Double Descent

Double descent is a well known phenomena in deep learning that explains the curious effect that model and dataset size has on generalization performance. Classical statistical wisdom purports that small models underfit, large models overfit, and the ideal size is somewhere in the middle. However, modern machine learning methods have shown that as models become very large, the extreme overparameterization can actually lead to models that generalize better. It turns out that there is a critical region where increased model size actually results in worse performance before subsequently improving.
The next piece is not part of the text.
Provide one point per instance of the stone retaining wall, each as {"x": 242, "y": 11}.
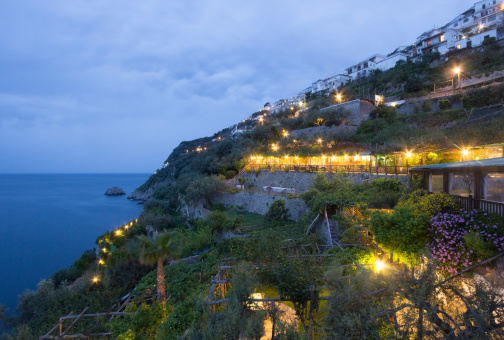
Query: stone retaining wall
{"x": 260, "y": 204}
This phenomena also appears with increasing dataset size and training length. The double descent phenomena exhibits a generalized relation to this notion of effective model complexity, which is the maximum number of samples on which a model can achieve a training error near zero. Consider a training procedure $\mathcal{T}$ that takes an input set $S = \{(x_1, y_1), ..., (x_n, y_n)\}$ of training samples. The effective model complexity with respect to a distribution $\mathcal{D}$ can be defined as:

$$ EMC_{\mathcal{D}, \epsilon}(\mathcal{T}) := max\{ n | \mathbb{E}_{S \sim \mathcal{D}^n} [Error_{S}(\mathcal{T}(S))] \leq \epsilon \} $$

Model behavior becomes atypical in an interpolation region where the number of training samples is comparable to the effective model complexity.